Recessive arrhythmogenic right ventricular dysplasia due to novel cryptic splice mutation in PKP2

Abstract

Arrhythmogenic right ventricular dysplasia (ARVD) is a genetic disorder resulting in fibro-fatty replacement of right ventricular myocytes and consequent ventricular arrhythmias. Heterozygous mutations in PKP2 encoding plakophilin-2 have previously been reported to cause dominant ARVD with reduced penetrance. We report the first case of recessive ARVD caused by mutations in PKP2. Candidate gene analysis in a typical proband with this disorder identified a novel homozygous mutation in PKP2 (c.[2484C>T]+[2484C>T]), which is predicted to be translationally silent (p.Gly828). Analysis of the proband's mRNA, however, shows that this mutation causes predominantly cryptic splicing, with a 7-nucleotide deletion in exon 12. The ensuing frame shift disrupts the last 54 amino acids of plakophilin-2 and extends the open reading frame by 145 nucleotides (48 amino acids) into the 3' untranslated region. Haplotype analysis demonstrates the absence of remote consanguinity. Heterozygous family members produce approximately 60% of properly spliced PKP2 and do not have manifestations of ARVD. Further analysis of PKP2 mRNA sequence revealed two additional alternatively spliced transcripts. The possibility of cryptic or alternative splicing should be considered with identification of apparently synonymous nucleotide substitutions in this gene.

Figure 1

Proband meets diagnostic criteria for ARVD. A, B: Right ventricular dilatation on echocardiogram, shown from a parasternal long axis view (A), and from an apical four-chamber view (B). The right ventricle is marked with an asterisk in (A) and is traced with a dotted line in (B). C: T-wave inversions (arrows) in precordial leads V2 to V4) on 12-lead electrocardiogram (ECG). D: Premature ventricular contractions (PVCs, arrows) on Holter monitoring. Normal sinus beats are denoted with arrowheads. E: Late potentials (shaded region) on signal averaged ECG.

Figure 2

PKP2 genomic sequencing and pedigree analysis. A: PKP2 genomic sequence analysis of the end of exon 12 and the downstream 5’ intronic splice site for a control individual, the proband (II-1), and the proband’s parents (I-1 and I-2). The dotted line indicates the boundary between the exon (capital letters) and intron (lowercase). The c.2484C>T mutation (NM_004572.2) is indicated with an asterisk. The proband’s parents are each heterozygous (C/T) at position c.2484, and the proband (arrow) is homozygous (T/T) at this position. B: Pedigree of the proband’s family. Squares, male; circles, female; black shading, affected; white shading, unaffected; dots indicate heterozygous individuals as described in (A).
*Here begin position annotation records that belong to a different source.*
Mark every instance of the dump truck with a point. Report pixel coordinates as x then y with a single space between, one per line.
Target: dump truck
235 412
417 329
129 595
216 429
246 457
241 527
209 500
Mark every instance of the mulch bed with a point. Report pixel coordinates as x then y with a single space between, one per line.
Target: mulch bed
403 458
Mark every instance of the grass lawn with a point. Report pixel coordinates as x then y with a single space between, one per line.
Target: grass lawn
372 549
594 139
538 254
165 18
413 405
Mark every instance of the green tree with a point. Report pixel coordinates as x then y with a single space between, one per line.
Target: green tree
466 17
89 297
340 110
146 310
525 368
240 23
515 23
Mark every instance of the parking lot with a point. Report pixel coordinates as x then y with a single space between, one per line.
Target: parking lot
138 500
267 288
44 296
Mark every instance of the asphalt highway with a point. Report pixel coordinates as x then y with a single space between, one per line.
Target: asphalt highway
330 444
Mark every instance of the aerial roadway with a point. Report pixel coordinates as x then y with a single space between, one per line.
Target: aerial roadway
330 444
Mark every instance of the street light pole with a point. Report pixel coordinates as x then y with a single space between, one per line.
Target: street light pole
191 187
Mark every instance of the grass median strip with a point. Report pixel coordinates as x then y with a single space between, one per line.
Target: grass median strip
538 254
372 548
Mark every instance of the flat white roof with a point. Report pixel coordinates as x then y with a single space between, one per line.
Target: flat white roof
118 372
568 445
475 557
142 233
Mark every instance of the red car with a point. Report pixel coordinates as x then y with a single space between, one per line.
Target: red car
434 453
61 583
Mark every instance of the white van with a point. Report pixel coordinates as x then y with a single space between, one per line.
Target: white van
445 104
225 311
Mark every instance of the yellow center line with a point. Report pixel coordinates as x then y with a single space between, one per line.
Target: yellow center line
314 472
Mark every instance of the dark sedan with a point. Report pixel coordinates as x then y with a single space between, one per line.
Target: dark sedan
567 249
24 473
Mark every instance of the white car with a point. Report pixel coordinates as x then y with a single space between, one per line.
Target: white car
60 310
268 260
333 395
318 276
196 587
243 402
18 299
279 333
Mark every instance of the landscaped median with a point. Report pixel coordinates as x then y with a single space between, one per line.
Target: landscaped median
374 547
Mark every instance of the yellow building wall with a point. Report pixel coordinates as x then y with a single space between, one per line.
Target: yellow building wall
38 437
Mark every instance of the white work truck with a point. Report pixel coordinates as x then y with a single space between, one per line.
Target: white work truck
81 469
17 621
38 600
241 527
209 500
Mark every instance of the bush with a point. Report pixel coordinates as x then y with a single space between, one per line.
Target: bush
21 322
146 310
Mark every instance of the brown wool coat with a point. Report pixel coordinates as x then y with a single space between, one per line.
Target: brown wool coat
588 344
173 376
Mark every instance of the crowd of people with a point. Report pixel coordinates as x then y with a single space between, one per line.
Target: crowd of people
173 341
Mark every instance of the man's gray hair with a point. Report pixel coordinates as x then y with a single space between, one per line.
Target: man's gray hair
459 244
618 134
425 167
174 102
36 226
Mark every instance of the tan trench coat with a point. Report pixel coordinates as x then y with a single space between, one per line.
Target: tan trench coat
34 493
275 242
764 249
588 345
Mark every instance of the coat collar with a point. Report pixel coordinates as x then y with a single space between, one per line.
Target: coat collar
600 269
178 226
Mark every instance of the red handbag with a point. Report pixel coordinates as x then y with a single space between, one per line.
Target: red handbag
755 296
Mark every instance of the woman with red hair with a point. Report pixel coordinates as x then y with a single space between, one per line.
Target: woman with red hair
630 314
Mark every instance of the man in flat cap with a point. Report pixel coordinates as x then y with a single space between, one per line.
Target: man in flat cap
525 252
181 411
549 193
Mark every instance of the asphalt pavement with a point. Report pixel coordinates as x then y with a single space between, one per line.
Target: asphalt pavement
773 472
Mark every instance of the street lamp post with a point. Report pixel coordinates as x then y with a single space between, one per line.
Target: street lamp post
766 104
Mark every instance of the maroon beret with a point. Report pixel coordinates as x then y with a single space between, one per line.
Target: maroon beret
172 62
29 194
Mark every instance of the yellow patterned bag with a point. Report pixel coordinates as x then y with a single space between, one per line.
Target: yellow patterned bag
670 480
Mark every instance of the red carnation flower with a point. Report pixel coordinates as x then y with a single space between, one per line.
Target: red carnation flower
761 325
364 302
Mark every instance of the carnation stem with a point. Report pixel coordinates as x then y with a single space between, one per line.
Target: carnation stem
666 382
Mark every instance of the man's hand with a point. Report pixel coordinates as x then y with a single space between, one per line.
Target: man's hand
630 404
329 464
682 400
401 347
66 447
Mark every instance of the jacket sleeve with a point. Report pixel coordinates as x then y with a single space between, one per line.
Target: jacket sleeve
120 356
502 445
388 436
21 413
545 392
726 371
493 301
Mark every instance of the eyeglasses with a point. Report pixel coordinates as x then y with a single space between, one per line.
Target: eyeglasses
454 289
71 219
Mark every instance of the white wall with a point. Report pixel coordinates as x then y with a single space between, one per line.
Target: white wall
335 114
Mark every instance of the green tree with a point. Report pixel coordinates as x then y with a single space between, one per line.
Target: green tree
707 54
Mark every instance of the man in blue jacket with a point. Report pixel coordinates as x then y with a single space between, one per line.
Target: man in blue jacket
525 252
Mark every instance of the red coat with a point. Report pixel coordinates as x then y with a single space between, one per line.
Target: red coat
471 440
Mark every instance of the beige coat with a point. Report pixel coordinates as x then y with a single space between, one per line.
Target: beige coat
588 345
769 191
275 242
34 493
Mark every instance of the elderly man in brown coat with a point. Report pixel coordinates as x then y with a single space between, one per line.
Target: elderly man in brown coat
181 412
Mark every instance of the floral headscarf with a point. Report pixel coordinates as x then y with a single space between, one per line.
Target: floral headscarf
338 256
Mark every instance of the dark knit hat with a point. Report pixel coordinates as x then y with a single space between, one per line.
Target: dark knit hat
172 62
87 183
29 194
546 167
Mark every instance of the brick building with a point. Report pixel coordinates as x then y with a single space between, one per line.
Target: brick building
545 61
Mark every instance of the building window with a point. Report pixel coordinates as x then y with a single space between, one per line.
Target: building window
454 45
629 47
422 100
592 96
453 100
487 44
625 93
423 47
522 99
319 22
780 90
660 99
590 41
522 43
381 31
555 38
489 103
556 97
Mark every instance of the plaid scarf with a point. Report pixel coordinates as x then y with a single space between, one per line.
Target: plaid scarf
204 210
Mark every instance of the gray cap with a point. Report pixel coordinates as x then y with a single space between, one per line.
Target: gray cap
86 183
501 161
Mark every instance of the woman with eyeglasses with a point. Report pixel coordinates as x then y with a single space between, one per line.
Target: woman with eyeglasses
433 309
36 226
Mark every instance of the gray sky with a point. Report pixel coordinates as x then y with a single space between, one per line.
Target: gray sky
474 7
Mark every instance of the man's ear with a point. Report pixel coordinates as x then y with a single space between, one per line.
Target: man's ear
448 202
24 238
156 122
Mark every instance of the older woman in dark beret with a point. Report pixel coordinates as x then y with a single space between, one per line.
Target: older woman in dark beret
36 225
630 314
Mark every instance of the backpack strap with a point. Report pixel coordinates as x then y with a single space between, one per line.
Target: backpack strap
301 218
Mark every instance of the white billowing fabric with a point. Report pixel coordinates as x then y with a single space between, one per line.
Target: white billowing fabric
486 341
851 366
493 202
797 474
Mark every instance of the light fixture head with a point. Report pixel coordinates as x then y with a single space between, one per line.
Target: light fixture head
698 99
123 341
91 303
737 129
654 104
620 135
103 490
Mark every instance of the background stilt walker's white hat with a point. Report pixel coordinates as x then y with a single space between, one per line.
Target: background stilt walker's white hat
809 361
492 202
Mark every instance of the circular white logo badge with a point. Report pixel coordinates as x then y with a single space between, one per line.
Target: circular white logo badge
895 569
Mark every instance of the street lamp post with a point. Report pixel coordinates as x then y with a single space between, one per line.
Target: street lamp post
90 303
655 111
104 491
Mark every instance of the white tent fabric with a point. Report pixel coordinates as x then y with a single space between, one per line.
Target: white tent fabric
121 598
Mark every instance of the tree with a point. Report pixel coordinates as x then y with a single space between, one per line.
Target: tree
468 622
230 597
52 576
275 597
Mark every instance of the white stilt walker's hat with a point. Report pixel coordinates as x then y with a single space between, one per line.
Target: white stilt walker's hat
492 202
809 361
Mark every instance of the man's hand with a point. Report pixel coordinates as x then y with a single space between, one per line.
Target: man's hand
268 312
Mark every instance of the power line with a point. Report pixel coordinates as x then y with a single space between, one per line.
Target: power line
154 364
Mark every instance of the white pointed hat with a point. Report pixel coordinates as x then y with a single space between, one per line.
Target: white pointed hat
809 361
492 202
For the proband, the lengths of the microsatellite markers D12S345 and D12S1692 are indicated below the pedigree.

Figure 3

Cryptic splicing of the PKP2 transcript caused by the 2484C→T mutation. A: Chromatograms of cloned RT-PCR products. Top panel: wild-type splicing in the proband. Bottom panel: mutant splicing results in deletion of the last seven nucleotides in exon 12 and causes a subsequent frame shift. B: Diagram illustrating consequences of cryptic splicing on translation. Exons are indicated by boxes, and the 3’UTR is drawn as a line. Ter^wt and Ter^mut indicate the wild-type and mutant termination codons, respectively. C: ClustalW sequence alignment of plakophilin-2 orthologs demonstrating conservation of the C-terminal residues that are disrupted in the mutant splice forms. The G828G mutation is indicated with an asterisk (*). Black shading, residue identity; gray shading, conservation of residue character.

Figure 4

Quantification of wild-type and mutant cryptic splicing of the PKP2 transcript in six clinical samples. Relative transcript abundance in two sources of RNA from the proband is compared to transcript abundance in RNA derived from an unaffected control and from the proband’s three heterozygous offspring. Proportion of wild-type splicing derived from the wild-type allele (c.2484C) is shaded in black. Proportion of wild-type splicing derived from the mutant allele (c.2484T) is shaded with black diagonal bars. Proportion of cryptic splicing with the 7-bp deletion at the end of exon 12 is shaded in gray. Minor splice forms (see Fig. 5), shaded in white, include exon 12 skipping (*) and intron 13–14 retention (†). Statistical differences in the relative abundance of wild-type and mutant splice forms are indicated above the graph, comparing control, combined proband samples, and combined heterozygous samples.

Figure 5

Two novel splice forms of PKP2. A: Chromatograms of RT-PCR products demonstrating skipping of exon 12 (top panel) and retention of intron 13–14 (bottom panel). B: Diagram illustrating consequences of alternative splice forms on translation. Exons are indicated by boxes; the intron and 3’UTR is drawn as lines. Ter^mut indicates the mutant termination codon.